Through this step-by-step active learning process, we have demonstrated how a model can start with minimal labeled data, strategically select the most informative samples, and progressively improve its performance over multiple cycles. From computing uncertainties and querying new data points to retraining the model and visualizing results, each cycle builds upon the last, ensuring that labeling efforts yield maximum impact. This approach not only reduces labeling costs but also accelerates the path to a high-performing model without needing exhaustive data annotation from the outset.

Conclusion

Active learning stands out as a powerful paradigm for optimizing machine learning workflows when labeled data is scarce or expensive to obtain. By intelligently selecting the most informative data points for labeling, it focuses human annotation efforts on areas where the model is most uncertain, leading to steeper and more efficient learning curves.
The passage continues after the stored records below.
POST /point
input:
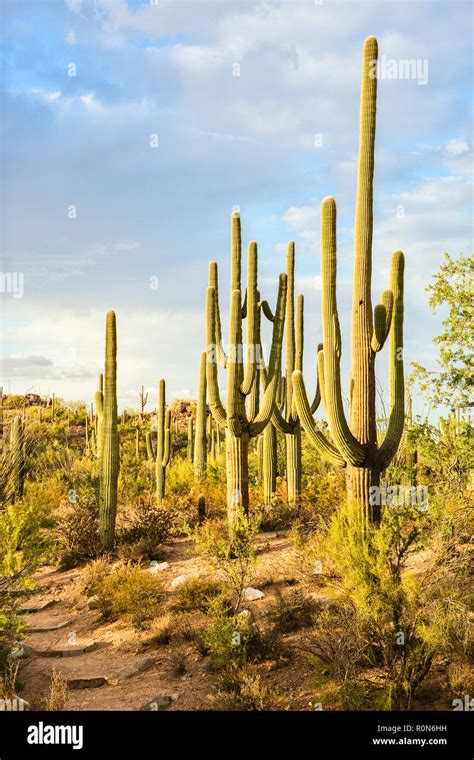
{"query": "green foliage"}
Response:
(231, 551)
(23, 547)
(452, 289)
(196, 594)
(130, 594)
(400, 618)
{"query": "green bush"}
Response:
(131, 594)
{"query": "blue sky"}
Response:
(224, 140)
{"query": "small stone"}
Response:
(158, 567)
(252, 594)
(158, 703)
(92, 682)
(37, 605)
(131, 670)
(48, 627)
(19, 651)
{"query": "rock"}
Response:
(19, 651)
(252, 594)
(158, 567)
(48, 627)
(38, 606)
(91, 682)
(93, 602)
(81, 605)
(160, 702)
(131, 670)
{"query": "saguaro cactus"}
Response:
(190, 446)
(285, 416)
(99, 417)
(109, 460)
(163, 443)
(241, 424)
(355, 444)
(150, 453)
(200, 440)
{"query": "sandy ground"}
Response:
(127, 672)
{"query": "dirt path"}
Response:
(110, 667)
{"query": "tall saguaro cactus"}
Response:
(109, 460)
(99, 419)
(241, 424)
(285, 416)
(163, 443)
(355, 444)
(200, 440)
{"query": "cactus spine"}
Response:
(109, 460)
(163, 443)
(356, 444)
(200, 442)
(241, 424)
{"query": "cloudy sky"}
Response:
(131, 130)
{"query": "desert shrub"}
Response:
(145, 522)
(162, 629)
(242, 690)
(196, 594)
(177, 659)
(58, 692)
(291, 611)
(23, 547)
(94, 574)
(130, 594)
(78, 530)
(232, 556)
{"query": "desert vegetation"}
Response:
(246, 554)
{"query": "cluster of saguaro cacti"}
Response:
(200, 441)
(355, 444)
(109, 440)
(241, 423)
(285, 416)
(163, 443)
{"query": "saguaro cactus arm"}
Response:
(350, 448)
(251, 314)
(319, 381)
(382, 320)
(319, 441)
(273, 374)
(215, 403)
(213, 282)
(397, 385)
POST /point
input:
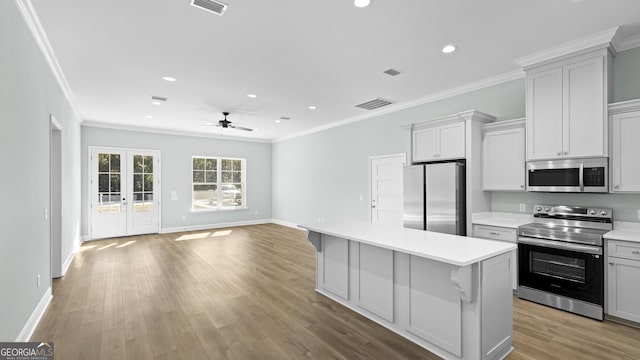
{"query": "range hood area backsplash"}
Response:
(625, 207)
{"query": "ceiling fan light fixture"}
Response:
(449, 48)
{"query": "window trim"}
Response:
(219, 183)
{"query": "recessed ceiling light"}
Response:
(448, 49)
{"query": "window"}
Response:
(218, 183)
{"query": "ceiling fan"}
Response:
(226, 124)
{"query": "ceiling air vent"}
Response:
(375, 104)
(158, 98)
(215, 7)
(392, 72)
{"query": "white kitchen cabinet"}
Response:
(625, 147)
(623, 292)
(439, 143)
(503, 160)
(566, 107)
(501, 234)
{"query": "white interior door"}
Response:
(124, 192)
(386, 189)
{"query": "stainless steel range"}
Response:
(561, 258)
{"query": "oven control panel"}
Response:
(563, 210)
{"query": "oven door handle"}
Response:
(581, 177)
(595, 250)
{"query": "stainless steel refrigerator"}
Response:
(434, 197)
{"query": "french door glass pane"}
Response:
(109, 199)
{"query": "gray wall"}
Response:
(324, 174)
(176, 174)
(626, 86)
(28, 95)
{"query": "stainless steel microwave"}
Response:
(569, 175)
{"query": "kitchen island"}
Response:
(449, 294)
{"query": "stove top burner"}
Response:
(570, 224)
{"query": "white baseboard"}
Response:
(214, 226)
(35, 317)
(67, 262)
(286, 223)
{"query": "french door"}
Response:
(125, 192)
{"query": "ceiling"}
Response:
(294, 54)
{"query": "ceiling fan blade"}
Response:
(240, 128)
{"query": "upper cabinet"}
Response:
(503, 162)
(625, 147)
(566, 108)
(439, 143)
(568, 89)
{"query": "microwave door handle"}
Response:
(581, 177)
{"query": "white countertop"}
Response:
(508, 220)
(623, 230)
(451, 249)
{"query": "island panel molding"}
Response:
(375, 280)
(449, 294)
(335, 274)
(435, 312)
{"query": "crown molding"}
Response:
(35, 27)
(624, 106)
(605, 39)
(629, 43)
(467, 88)
(124, 127)
(503, 125)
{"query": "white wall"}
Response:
(28, 95)
(176, 174)
(323, 175)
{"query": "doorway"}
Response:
(124, 192)
(386, 188)
(55, 199)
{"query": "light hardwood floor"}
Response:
(248, 293)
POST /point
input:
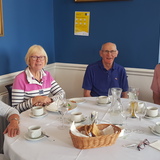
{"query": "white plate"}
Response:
(33, 116)
(152, 117)
(154, 132)
(103, 104)
(78, 100)
(53, 107)
(34, 139)
(84, 118)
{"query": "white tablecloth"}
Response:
(18, 148)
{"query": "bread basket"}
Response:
(95, 142)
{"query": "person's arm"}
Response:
(156, 98)
(124, 95)
(87, 93)
(13, 127)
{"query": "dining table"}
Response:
(58, 144)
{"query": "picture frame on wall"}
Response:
(1, 19)
(97, 0)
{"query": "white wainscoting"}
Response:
(70, 78)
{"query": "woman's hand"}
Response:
(41, 101)
(13, 126)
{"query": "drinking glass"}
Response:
(126, 113)
(140, 112)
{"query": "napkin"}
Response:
(108, 130)
(155, 144)
(75, 131)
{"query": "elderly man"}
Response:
(105, 74)
(155, 86)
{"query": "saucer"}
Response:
(34, 139)
(148, 117)
(154, 132)
(52, 107)
(40, 116)
(83, 119)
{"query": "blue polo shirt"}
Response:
(98, 80)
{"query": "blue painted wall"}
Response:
(26, 22)
(132, 25)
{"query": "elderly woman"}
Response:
(12, 116)
(33, 86)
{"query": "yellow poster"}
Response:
(81, 23)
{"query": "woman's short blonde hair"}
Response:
(35, 49)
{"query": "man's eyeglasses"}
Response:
(142, 144)
(107, 51)
(41, 58)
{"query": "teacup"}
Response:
(157, 127)
(34, 131)
(76, 116)
(102, 99)
(152, 111)
(37, 110)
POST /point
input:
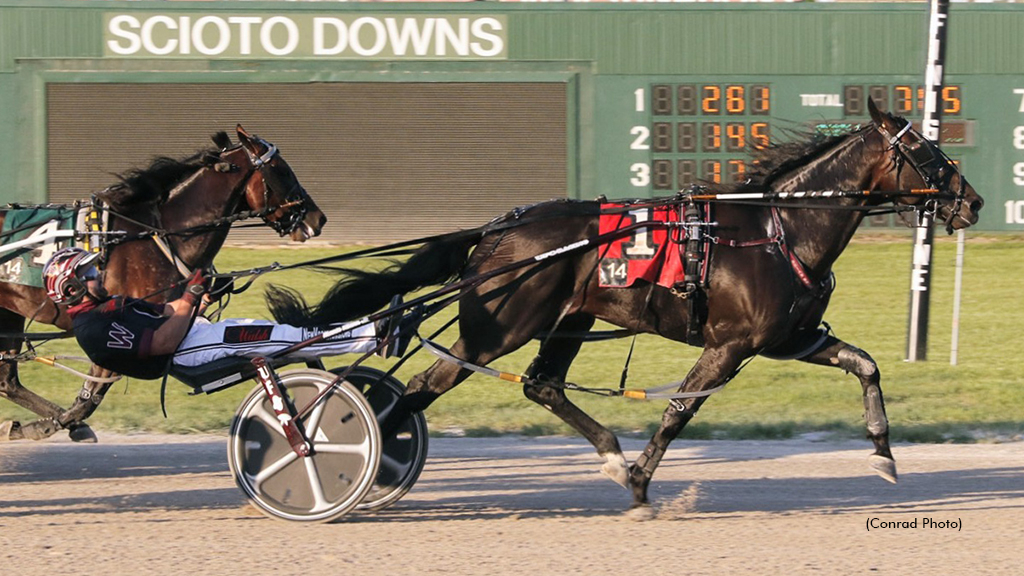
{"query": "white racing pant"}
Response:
(207, 341)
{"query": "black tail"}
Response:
(365, 292)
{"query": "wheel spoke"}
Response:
(273, 468)
(314, 417)
(270, 420)
(361, 448)
(320, 501)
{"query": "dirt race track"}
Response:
(168, 505)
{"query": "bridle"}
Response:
(931, 164)
(295, 199)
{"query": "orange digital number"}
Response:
(904, 99)
(762, 99)
(711, 99)
(736, 134)
(735, 99)
(761, 134)
(950, 99)
(712, 170)
(736, 170)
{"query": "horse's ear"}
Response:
(221, 140)
(877, 116)
(246, 138)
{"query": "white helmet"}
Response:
(66, 274)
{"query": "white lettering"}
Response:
(641, 247)
(248, 36)
(147, 42)
(245, 32)
(1015, 211)
(266, 36)
(922, 254)
(356, 41)
(480, 28)
(410, 31)
(446, 35)
(223, 32)
(1019, 137)
(117, 28)
(320, 36)
(820, 99)
(918, 281)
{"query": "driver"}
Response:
(137, 338)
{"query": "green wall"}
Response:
(608, 51)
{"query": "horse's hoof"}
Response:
(886, 467)
(616, 469)
(40, 429)
(10, 430)
(642, 512)
(82, 433)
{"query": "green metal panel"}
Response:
(606, 53)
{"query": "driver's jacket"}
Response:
(117, 334)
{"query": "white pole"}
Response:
(957, 289)
(921, 274)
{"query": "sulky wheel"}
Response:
(404, 454)
(346, 449)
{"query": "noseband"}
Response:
(932, 164)
(295, 199)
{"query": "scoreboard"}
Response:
(687, 130)
(486, 105)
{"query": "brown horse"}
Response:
(767, 290)
(189, 199)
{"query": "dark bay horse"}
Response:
(755, 301)
(170, 195)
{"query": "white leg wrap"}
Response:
(615, 468)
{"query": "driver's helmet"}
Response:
(66, 274)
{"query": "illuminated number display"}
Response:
(902, 99)
(705, 132)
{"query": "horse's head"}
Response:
(956, 203)
(275, 192)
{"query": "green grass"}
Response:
(927, 402)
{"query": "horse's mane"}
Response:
(799, 149)
(151, 186)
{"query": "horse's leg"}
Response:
(838, 354)
(714, 367)
(553, 363)
(428, 385)
(11, 388)
(86, 402)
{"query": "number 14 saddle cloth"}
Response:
(37, 230)
(656, 253)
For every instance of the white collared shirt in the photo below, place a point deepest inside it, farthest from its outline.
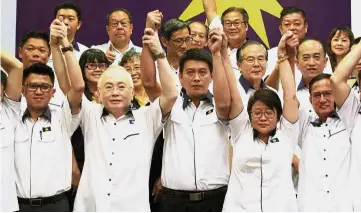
(118, 155)
(196, 151)
(324, 176)
(43, 154)
(119, 55)
(10, 114)
(350, 114)
(261, 173)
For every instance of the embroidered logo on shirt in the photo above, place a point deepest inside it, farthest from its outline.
(274, 140)
(46, 129)
(209, 111)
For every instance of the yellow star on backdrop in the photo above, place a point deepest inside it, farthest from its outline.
(253, 8)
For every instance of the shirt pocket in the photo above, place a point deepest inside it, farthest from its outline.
(6, 138)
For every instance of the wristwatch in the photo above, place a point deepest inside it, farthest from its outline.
(66, 49)
(158, 55)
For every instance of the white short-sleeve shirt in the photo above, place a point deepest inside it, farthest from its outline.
(43, 153)
(196, 150)
(10, 114)
(324, 170)
(118, 155)
(350, 114)
(261, 173)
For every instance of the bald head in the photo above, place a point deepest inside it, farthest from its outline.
(115, 74)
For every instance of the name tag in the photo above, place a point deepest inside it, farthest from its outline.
(209, 111)
(274, 140)
(47, 129)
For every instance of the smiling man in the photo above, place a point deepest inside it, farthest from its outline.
(119, 28)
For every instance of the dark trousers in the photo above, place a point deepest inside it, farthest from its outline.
(179, 201)
(60, 206)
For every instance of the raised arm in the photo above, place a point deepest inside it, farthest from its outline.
(221, 90)
(340, 89)
(167, 79)
(273, 79)
(147, 66)
(60, 66)
(236, 100)
(210, 8)
(14, 68)
(76, 90)
(290, 105)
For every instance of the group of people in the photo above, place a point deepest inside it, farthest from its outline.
(212, 122)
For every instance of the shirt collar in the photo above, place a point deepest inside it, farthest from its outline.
(186, 100)
(46, 115)
(318, 123)
(105, 112)
(75, 45)
(301, 85)
(246, 85)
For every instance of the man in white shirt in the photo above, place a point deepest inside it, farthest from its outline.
(291, 19)
(72, 16)
(119, 28)
(10, 110)
(349, 109)
(119, 142)
(324, 175)
(42, 136)
(234, 21)
(195, 168)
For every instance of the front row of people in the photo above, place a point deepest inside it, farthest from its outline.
(196, 125)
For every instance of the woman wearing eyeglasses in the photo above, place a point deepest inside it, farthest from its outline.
(264, 138)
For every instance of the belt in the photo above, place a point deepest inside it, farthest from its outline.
(40, 201)
(194, 195)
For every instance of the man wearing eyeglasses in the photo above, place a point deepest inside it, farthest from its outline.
(234, 21)
(324, 170)
(119, 28)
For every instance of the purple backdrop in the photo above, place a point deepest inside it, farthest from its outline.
(323, 15)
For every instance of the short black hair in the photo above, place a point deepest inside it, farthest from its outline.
(4, 78)
(205, 26)
(356, 41)
(91, 56)
(311, 39)
(197, 55)
(337, 32)
(270, 99)
(37, 35)
(129, 56)
(318, 78)
(169, 27)
(241, 10)
(246, 44)
(68, 5)
(116, 10)
(39, 69)
(290, 10)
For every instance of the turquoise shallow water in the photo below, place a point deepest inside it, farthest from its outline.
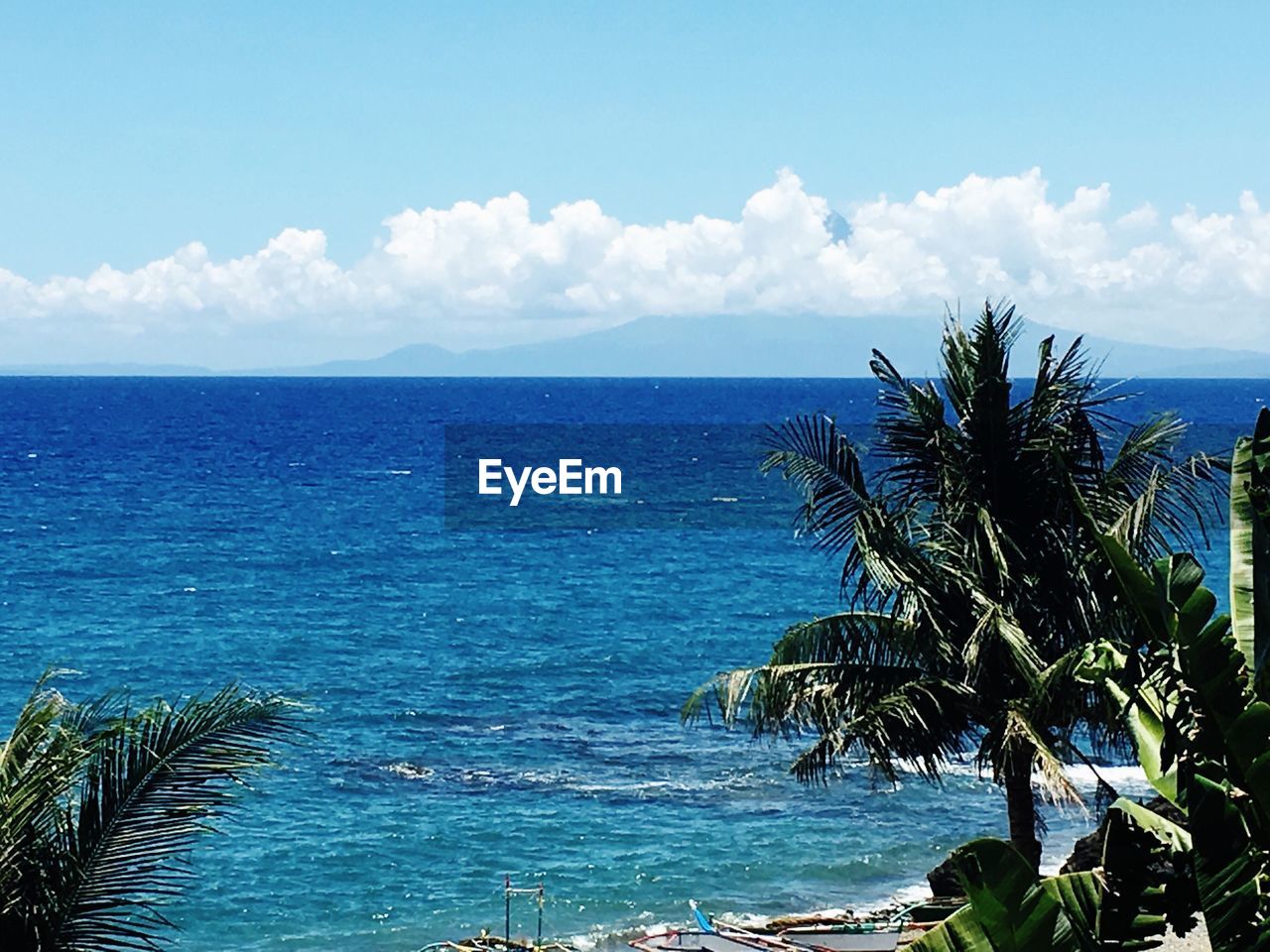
(486, 702)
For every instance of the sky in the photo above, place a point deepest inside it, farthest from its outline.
(253, 184)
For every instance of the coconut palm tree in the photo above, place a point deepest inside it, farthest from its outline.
(970, 581)
(100, 802)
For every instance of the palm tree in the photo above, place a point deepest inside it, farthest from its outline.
(99, 803)
(970, 583)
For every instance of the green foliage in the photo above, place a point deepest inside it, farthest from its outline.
(99, 805)
(1011, 909)
(1250, 543)
(969, 574)
(1202, 728)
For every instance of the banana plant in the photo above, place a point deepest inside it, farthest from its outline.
(1194, 688)
(1201, 724)
(1250, 543)
(1010, 909)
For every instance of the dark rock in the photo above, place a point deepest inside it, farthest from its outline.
(1087, 853)
(944, 881)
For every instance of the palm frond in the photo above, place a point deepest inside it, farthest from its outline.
(813, 454)
(151, 785)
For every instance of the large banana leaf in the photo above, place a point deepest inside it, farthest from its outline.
(1011, 909)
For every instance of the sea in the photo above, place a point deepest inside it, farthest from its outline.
(485, 698)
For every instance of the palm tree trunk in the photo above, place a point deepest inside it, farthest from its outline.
(1021, 806)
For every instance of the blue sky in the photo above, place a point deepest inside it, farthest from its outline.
(134, 130)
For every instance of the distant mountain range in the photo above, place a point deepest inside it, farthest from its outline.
(719, 347)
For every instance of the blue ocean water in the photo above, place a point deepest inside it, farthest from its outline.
(485, 702)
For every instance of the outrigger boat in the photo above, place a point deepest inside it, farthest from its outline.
(838, 934)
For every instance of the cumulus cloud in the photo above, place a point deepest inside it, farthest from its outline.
(1070, 261)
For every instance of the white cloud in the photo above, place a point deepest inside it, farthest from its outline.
(1196, 277)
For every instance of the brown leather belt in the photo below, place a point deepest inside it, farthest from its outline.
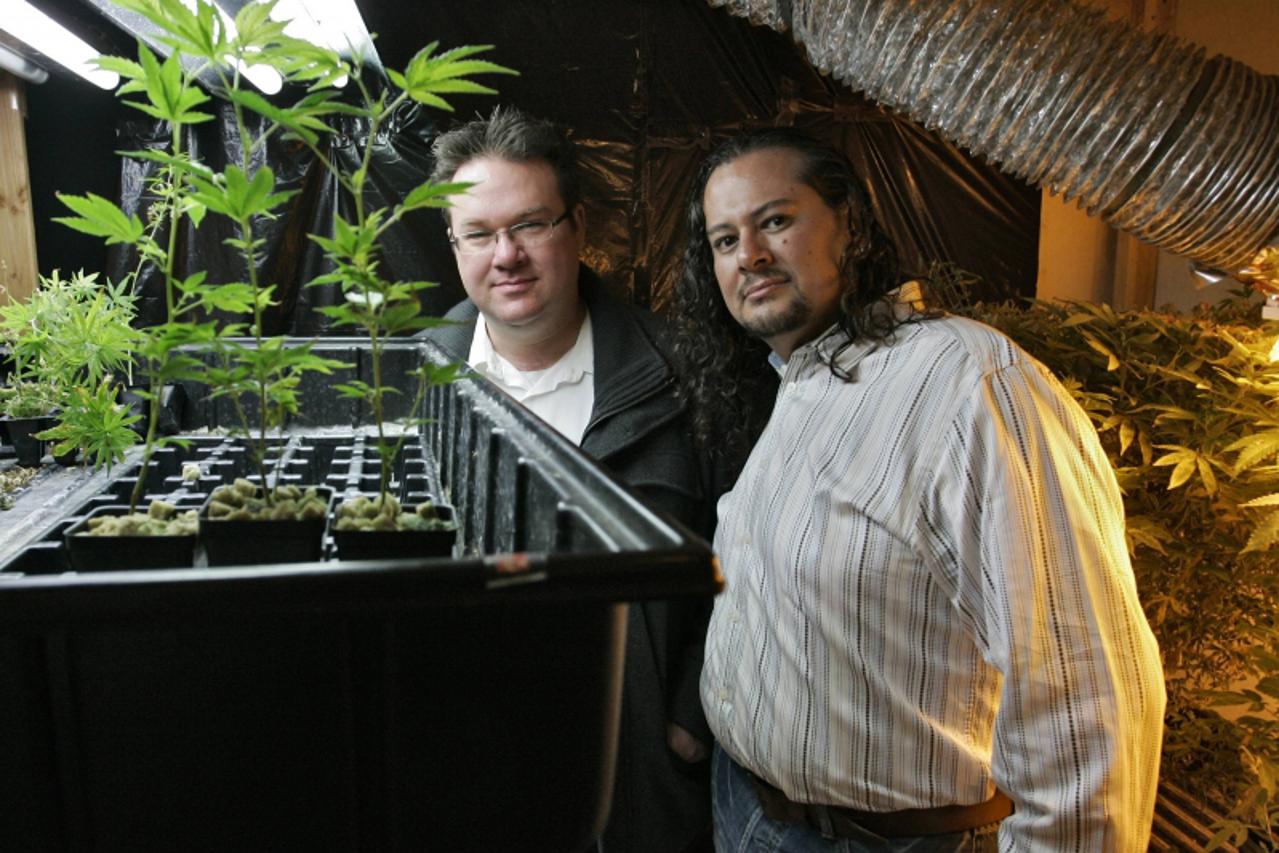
(851, 822)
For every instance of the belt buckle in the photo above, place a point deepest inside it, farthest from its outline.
(834, 824)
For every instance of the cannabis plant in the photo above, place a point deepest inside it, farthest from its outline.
(375, 305)
(70, 345)
(204, 42)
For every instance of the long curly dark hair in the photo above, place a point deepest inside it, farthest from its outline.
(723, 366)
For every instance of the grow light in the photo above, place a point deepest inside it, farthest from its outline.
(42, 33)
(22, 67)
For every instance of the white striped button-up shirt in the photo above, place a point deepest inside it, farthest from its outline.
(929, 594)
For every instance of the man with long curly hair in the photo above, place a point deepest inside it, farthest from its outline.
(930, 637)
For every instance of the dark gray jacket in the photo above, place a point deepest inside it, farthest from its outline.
(640, 431)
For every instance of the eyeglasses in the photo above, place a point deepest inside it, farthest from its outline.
(533, 232)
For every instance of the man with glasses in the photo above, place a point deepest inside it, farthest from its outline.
(544, 329)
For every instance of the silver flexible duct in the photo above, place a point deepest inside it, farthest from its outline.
(1141, 129)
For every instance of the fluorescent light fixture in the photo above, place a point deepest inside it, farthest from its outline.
(35, 28)
(18, 64)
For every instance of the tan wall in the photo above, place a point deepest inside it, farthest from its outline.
(1083, 258)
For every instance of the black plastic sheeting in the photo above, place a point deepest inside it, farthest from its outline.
(649, 87)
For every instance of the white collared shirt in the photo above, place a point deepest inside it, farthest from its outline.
(927, 594)
(562, 394)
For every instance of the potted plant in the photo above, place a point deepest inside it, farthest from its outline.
(70, 347)
(367, 524)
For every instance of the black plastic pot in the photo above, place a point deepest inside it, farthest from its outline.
(120, 553)
(256, 542)
(394, 545)
(26, 445)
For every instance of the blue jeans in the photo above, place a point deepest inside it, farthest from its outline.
(741, 825)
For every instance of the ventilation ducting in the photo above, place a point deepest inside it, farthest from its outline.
(1141, 129)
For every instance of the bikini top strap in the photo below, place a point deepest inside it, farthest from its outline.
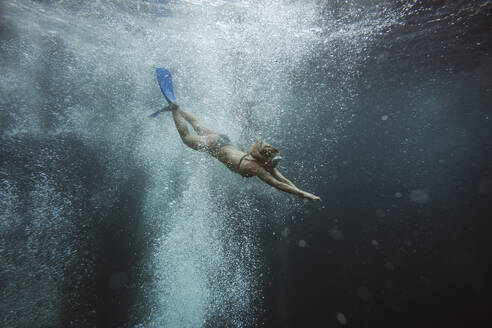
(240, 161)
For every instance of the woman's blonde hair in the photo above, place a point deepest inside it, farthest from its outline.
(263, 152)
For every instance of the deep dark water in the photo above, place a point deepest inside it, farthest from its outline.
(422, 120)
(403, 237)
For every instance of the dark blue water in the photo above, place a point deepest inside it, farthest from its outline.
(381, 108)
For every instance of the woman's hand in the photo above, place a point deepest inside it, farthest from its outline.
(310, 196)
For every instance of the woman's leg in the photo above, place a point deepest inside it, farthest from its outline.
(194, 142)
(199, 129)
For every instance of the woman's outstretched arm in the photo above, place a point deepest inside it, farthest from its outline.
(268, 178)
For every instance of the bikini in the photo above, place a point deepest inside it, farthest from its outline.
(246, 175)
(224, 140)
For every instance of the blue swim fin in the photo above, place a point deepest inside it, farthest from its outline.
(166, 83)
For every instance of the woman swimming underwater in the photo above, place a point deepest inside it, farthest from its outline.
(261, 161)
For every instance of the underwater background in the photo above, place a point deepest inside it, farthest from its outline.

This approach is especially valuable in domains like image classification, NLP, medical diagnostics, and autonomous systems, where the cost of labeling can be prohibitively high. Beyond reducing annotation expenses, active learning also accelerates model improvement by continuously refining decision boundaries with the most impactful examples. As AI projects grow in scale and complexity, integrating active learning into the development pipeline can transform an overburdened, resource-heavy labeling process into a streamlined, cost-effective system that delivers high-performance models with fewer labeled samples. Ultimately, its strategic use bridges the gap between limited labeled data and the demand for robust AI systems, making it an essential tool in the modern machine learning toolkit.